In other words, urban planning policy in many Indian cities isn’t driven by a need to decongest roads before their infrastructure can no longer handle the volume of vehicles (just take a look at Bengaluru), requirement for more space to build affordable housing and offer the poor better public transit options, but by the whims and fancies of private vehicle owners.

This isn’t sustainable in the long term.

In the National Transport Development Policy Committee (NTDPC) report published by the Union Ministry of Urban Development in 2011, similar suggestions against free or low-cost parking are made. These are some of the salient points:

1) All parking should be off-street. There should be no conflict between motorised vehicles and those who want to walk and bicycle. Walk and bicycle should become the favoured and most common mode of urban transport. (Something most municipal authorities don’t care about)

2) The National Urban Transport Policy has advocated the levying of high parking fee that represents the value of land occupied and to allocate parking space to public transport and nonmotorized transport on priority.

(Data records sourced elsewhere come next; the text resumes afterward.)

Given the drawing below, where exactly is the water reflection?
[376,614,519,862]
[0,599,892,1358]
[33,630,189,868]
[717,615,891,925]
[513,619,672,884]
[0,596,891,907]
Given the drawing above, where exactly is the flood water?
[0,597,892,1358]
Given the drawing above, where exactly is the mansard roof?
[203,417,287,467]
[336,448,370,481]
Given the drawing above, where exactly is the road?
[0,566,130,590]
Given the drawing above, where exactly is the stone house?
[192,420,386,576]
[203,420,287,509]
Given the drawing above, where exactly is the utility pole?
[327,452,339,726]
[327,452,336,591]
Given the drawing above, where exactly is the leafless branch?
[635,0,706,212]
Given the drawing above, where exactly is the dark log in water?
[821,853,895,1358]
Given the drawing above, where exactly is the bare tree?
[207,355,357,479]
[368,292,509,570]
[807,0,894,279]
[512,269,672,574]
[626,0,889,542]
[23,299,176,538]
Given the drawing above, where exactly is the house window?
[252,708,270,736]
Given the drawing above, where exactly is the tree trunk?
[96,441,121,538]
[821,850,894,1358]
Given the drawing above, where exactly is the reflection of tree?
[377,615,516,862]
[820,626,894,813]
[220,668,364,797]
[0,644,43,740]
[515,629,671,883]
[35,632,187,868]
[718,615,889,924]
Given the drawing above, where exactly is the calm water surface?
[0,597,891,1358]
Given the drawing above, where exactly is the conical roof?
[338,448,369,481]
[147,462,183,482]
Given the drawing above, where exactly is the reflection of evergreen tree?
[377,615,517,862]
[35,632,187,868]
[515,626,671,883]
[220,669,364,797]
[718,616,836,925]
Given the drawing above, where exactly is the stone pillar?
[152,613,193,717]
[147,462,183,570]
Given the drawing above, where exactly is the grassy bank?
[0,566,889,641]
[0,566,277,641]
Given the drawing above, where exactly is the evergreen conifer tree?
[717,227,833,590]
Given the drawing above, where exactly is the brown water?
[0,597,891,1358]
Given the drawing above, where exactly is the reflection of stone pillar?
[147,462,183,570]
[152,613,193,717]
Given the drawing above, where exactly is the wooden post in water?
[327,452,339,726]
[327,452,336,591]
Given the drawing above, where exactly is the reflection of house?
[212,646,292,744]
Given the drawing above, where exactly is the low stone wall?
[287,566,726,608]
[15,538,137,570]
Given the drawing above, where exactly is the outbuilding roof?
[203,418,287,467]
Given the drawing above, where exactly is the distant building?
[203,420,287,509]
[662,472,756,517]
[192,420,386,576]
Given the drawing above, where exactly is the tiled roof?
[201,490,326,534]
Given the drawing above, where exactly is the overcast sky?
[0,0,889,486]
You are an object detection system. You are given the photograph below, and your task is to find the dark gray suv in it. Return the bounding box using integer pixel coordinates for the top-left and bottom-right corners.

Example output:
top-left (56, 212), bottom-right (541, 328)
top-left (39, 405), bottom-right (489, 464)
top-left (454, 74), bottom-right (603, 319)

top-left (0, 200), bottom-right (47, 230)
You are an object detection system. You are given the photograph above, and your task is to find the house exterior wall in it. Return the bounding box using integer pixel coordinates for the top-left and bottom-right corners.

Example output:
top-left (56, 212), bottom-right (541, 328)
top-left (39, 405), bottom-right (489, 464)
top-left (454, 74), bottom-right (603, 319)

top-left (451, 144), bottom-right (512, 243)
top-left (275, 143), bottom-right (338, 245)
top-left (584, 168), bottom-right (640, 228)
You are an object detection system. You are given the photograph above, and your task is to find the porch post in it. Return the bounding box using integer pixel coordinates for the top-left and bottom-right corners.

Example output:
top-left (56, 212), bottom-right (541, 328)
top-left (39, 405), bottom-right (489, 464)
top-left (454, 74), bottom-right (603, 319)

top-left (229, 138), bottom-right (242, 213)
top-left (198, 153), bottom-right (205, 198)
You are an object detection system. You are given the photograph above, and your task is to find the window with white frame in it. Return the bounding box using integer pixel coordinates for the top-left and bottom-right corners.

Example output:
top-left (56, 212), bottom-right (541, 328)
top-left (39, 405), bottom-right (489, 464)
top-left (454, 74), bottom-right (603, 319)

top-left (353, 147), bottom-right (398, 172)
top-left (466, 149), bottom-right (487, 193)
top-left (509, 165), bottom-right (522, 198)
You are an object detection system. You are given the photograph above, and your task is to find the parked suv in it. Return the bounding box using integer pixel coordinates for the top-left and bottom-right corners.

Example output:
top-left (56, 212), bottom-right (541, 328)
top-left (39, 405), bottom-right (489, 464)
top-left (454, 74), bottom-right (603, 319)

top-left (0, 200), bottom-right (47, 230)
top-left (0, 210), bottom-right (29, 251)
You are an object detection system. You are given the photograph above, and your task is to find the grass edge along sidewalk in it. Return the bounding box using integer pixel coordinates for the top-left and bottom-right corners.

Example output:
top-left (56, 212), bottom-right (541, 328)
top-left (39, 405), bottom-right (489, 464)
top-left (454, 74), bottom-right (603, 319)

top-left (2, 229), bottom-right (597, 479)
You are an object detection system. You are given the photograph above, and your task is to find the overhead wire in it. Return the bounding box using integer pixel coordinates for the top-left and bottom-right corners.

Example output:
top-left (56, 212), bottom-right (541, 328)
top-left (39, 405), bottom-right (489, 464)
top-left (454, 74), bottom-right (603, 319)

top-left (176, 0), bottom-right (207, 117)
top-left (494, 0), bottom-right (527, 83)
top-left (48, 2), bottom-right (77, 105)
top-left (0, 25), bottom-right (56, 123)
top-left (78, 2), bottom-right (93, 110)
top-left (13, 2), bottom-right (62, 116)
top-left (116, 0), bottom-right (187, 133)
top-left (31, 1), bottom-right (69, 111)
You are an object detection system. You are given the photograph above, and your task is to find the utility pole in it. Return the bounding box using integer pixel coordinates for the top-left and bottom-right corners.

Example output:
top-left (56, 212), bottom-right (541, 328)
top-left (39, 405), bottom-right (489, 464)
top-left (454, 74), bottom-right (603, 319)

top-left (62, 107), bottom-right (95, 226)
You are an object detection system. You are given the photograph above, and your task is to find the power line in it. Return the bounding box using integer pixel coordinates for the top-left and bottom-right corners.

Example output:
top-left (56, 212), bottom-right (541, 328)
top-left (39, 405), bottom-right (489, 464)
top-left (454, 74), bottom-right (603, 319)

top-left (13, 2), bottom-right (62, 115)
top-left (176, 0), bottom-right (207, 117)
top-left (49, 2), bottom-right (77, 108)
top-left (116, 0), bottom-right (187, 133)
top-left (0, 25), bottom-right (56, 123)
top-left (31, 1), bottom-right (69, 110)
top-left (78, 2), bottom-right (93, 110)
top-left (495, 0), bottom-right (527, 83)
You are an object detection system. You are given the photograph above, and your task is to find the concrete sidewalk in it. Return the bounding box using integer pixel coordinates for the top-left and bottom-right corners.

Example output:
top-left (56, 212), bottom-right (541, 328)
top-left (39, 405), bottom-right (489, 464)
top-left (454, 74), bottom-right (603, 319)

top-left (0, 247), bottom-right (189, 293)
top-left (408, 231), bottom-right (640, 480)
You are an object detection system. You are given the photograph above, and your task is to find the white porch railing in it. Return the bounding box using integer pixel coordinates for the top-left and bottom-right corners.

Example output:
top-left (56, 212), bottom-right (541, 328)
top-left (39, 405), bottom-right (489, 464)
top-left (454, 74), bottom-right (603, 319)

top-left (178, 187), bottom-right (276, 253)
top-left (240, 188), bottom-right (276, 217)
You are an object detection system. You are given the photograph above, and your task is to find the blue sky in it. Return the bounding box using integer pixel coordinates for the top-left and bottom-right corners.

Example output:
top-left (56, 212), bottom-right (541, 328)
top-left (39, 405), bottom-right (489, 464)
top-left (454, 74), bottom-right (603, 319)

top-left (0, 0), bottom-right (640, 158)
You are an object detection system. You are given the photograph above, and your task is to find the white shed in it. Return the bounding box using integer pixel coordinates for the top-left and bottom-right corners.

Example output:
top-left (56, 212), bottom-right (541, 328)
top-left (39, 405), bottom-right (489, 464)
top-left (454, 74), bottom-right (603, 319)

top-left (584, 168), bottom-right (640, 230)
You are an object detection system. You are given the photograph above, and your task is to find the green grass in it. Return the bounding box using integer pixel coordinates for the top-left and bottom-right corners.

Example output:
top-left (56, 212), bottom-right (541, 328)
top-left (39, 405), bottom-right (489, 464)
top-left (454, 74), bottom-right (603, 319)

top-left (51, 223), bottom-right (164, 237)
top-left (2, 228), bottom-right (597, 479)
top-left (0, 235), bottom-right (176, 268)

3) Private Vehicles must be parked on ‘a fully-paid rented or owned’ space. Proof of the same must be furnished before registering a private vehicle.

4) Parking Management is to be used as a demand management tool—to decrease use of private vehicles and thus reduce overall demand for parking, and shift travel to public transport, para-transport & non-motorized modes.

This car parked in the middle of the road causing traffic congestion. (Source: Facebook/Goa Traffic Police)
This car parked in the middle of the road causing traffic congestion. (Source: Facebook/Goa Traffic Police)

Various studies from around the world have shown that charging for on-street parking on designated major roads in the city in a transparent manner, and using the revenue generated to better design and manage roads, besides getting the citizen to pay up the total environmental cost of owning a car in the city, reduces not just traffic congestion, but also limits dependency on private vehicles.

Also Read: As Delhi Chokes on Its Traffic, the Solutions May Come From London

Municipal authorities, state governments and traffic police have to work out a pricing mechanism, and beyond that a way to enforce these high parking charges.

Free parking on public roads can no longer go on.